Скажем, я судил переходный матч “Витебск” — “Днепр”. Не заметил игру рукой витеблянина в пределах штрафной, и из-за этого могилевчане опустились в дивизион ниже. Понятно, были еще повторный матч, голевые моменты, но в итоге вспоминают только эту руку. Я звонил, приносил извинения, и, думаю, они были приняты. Главное — у нас остались хорошие, уважительные отношения. Потому что люди видели, что ошибку переживал искренне, она травмировала меня.

— Забавные ситуации складывались в первых сезонах судейства в высшей лиге, когда многие игроки были старше вас, 25-летнего. Какие испытывали ощущения?

— У меня был стремительный стиль, я быстро бегал.

— То есть футболисты-спорщики догнать вас не могли?

— Ха-ха, точно. Тогда я больше убегал от конфликтов. Мне кажется, меня нормально воспринимали. Футболисты ведь всегда проверяют молодого судью. И если выдержал прессинг, если умеешь отвечать, то вообще не имеет значения, сколько тебе лет. Для меня гораздо любопытнее стало в конце карьеры, когда выходил на поле, а ко мне футболисты обращались по имени-отчеству. Понятно, это дань уважения, но чувствовал себя немножко старичком. (Смеется.)

— Множество матчей отработано на самом высоком уровне. Как бы вы их систематизировали по степени важности?

— Лига чемпионов — это космос. Любой человек — болельщик, журналист, фотокорреспондент, официальное лицо, игрок — все, кто побывал на матче Лиги чемпионов, значит, попал в открытый космос. Это то, к чему все мы стремимся, о чем мечтаем. Вершина. Желаю всем футболистам ставить именно эту цель — пробиться в Лигу чемпионов. Тогда поймете, что такое настоящий футбол.

Дальше — финалы национального чемпионата и Кубка страны. Золотые матчи с особым нервом, высочайшей ценностью победы. Всегда ощущаешь предстартовую дрожь — как и у футболистов. Финал — непредсказуемая игра, в ней может случиться все, что угодно. Хотя после таких матчей можно серьезно пострадать — ставки очень высоки. Либо ты на коне, либо будь готов к тому, что тебя на какое-то время забудут.
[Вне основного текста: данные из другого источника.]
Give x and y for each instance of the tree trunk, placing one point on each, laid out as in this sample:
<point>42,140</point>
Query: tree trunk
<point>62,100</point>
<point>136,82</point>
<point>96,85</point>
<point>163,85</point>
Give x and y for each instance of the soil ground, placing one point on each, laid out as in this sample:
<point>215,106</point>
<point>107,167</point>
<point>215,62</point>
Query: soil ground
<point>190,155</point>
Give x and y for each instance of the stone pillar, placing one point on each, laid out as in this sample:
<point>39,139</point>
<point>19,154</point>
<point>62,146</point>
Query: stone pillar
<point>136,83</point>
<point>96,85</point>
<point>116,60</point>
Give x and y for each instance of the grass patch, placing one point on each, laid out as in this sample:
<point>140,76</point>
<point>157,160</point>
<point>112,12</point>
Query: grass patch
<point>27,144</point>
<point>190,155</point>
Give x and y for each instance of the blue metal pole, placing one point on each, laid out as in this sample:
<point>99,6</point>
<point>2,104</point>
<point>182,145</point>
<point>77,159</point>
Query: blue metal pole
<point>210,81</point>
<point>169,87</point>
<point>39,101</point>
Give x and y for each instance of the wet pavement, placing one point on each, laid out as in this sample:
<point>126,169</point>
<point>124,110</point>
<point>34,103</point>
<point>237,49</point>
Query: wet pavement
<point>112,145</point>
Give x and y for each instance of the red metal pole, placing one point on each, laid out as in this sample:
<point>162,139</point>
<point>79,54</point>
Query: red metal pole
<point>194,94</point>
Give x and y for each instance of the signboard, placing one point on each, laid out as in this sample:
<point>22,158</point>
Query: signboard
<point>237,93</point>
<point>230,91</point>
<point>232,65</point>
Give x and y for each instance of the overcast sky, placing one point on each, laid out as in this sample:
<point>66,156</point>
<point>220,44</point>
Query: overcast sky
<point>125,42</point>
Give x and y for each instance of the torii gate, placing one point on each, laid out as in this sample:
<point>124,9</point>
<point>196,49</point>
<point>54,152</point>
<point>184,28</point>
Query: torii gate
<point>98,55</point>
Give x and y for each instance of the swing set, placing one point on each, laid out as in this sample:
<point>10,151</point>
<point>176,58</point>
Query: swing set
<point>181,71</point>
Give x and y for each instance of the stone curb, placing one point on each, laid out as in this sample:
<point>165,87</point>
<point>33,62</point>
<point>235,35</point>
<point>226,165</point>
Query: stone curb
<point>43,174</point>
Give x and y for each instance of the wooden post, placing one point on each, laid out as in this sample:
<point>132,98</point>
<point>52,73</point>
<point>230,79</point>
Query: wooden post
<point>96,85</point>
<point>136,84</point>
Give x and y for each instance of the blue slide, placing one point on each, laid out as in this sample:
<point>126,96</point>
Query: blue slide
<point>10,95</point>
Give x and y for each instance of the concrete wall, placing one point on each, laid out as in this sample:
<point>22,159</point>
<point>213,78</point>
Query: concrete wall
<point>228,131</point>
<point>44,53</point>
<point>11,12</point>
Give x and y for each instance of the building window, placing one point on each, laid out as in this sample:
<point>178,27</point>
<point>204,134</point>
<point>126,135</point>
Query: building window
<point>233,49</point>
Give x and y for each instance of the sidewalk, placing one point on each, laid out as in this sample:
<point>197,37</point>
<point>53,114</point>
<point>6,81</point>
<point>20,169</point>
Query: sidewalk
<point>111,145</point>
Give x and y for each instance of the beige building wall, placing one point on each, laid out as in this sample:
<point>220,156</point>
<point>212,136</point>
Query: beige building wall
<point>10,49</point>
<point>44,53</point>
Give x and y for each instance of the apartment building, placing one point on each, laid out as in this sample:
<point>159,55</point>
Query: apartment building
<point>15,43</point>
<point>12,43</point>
Отдельная веха — матчи национальных сборных. Они — гордость для каждой страны. Не зря УЕФА их, как и Лигу чемпионов, относит к категории “А”.

А еще мне очень нравилось участвовать в белорусском “класико”. Противостояние БАТЭ и минского “Динамо” было исключительно принципиальным и при любом результате заканчивалось для судей какими-то проблемами. Особенно в эпоху Чижа и Капского. Потрясающие игры — и по внутренней энергетике, и по уровню личностей, участвовавших в них. Классные были времена!

— Не обидно, что сейчас это все ушло в историю?

— Согласен, нынешние “класико” стали пресноватыми. Футбол немного изменился, как и исполнители. Но мне очень хочется верить, что этот период мы пройдем. Футбол — великая игра. Ни одно спортивное событие в мире не собирает такую аудиторию, такое количество обсуждений. Это огромная индустрия, серьезный бизнес. Потому что вызывает колоссальный интерес, море эмоций.

— Для судьи-международника знание английского языка — необходимость. Легко ли далось обучение?

— У меня было хорошее школьное и университетское образование, в том числе и по английскому. Никогда не пользовался помощью репетиторов. Дополнительно сам учил. У меня хороший английский, сносный польский, пытался учить итальянский, но не хватило терпения.

— Почему выбор пал именно на эти языки?

— По программе помощи детям Чернобыля в 1988-89 годах я находился в Польше, и на мальчишеский ум легко схватывал местный говор. Итальянским же увлекся, когда лечил травму и появилось много свободного времени.

— Ваши отец и мать бывшие спортсмены, преподаватели. Надо полагать, другого пути, кроме спорта, у вас в детстве и не было?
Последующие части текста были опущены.